In a sense the Balkans are being formed into a semi-Muslim region where the radical element is pretty strong and increasing? 

This is true for Kosovo and Bosnia and to a lesser extent for Albania, FYROM and Montenegro. In essence the countries of the Western Balkans are facing an infiltration of the Islamic political and religious power which is manifested by economic means, through the construction of hundreds of Mosques and by the proliferation of NGO's and other organizations. Moreover the demographic balance is changing in favor of the Muslim minorities. 

- The so-called Balkan Islamic arch, is related to terrorism? 

- Absolutely. The Islamic arch, although it is a political theory related to the creation of a space populated or controlled by Muslims from Istanbul to Croatia, it is also a cover network that is being used by Islamic terrorist groups that find it convenient of hiding within the millions of Muslim minority members and make their way up to Central Europe, making use of logistic facilities, such as safe houses, friendly organizations and so on. 

- Over the past two decades, the Balkan region has experienced a surge in organized crime activities due to war, embargoes and dramatic power shifts. Do you believe that the influence of criminal networks is crucial to the current political scene of the Balkan states?

  - Organized crime is very strong in most Balkan countries. All international organizations responsible for these issues such as EUROPOL, INTERPOL and other, have noted that the organized crime members have been able to penetrate effectively state mechanisms and have placed their own people within the apparatus thus being able to dictate policies or influencing the security and judicial authorities. In regions such as Kosovo, organized crime is the only stable and unquestioned authority, whereas the state can be considered as a feeble byproduct of the former. 

 - Are organized crime groups in the Balkans interrelated and do they cooperate with each other regardless of ethnic or political frictions?

- There is cooperation amongst most members of the organized crime groups in the Balkans, but at the same time there are definite ethnic groups.

The key word is: Specialization.

The Albanian organized crime groups are specialized in heroin and arms trafficking and are also strong in human trafficking.

Bulgarian groups, tend to specialize in human trafficking and smuggling of goods and weapons.
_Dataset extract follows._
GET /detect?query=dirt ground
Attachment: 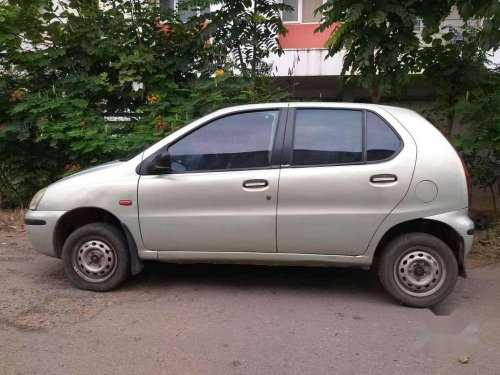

Croatian groups in cigarette smuggling and automobile theft. 

The important aspect is that all "ethnic mafias" cooperate with each other in order to facilitate illegal goods exchanges. For instance one sells narcotics in order to receive weapons and so on. In a sense it is a perfect example of inter-ethnic cooperation regardless of everyday animosities. 

- Kosovo «precedent» might prompt some Muslim countries to recognize Turkish Cyprus? 

- This is the main reason why Cyprus will not recognize Kosovo. Moreover I assume that the Muslims countries that have strong non-religious forms of administration such as Algeria, Libya, Syria, Indonesia, Lebanon and others, will not recognize Kosovo or the Turkish occupied part of Cyprus. 

In a wider sense the Kosovo precedent is here to stay and alter the basic canons and norms of the international law. It was a big mistake and an ultimate contradiction on terms of ethical supremacy that certain countries committed. I am afraid that this "precedent" will come to haunt in political terms most of the countries that have already agreed to recognize Kosovo as an independent state. When one plays with history, he is only naive. 

The realm of history is the kingdom of the unknown and once you have showed arrogance to it, you are bound to accept anything as a token of return from something that no one can control no matter how strong he is in material terms.

The recognition of Kosovo created a historical chasm between the ethical spirit of the Western world and its material strength. And the price unfortunately will be paid in time and terms unknown for the time being.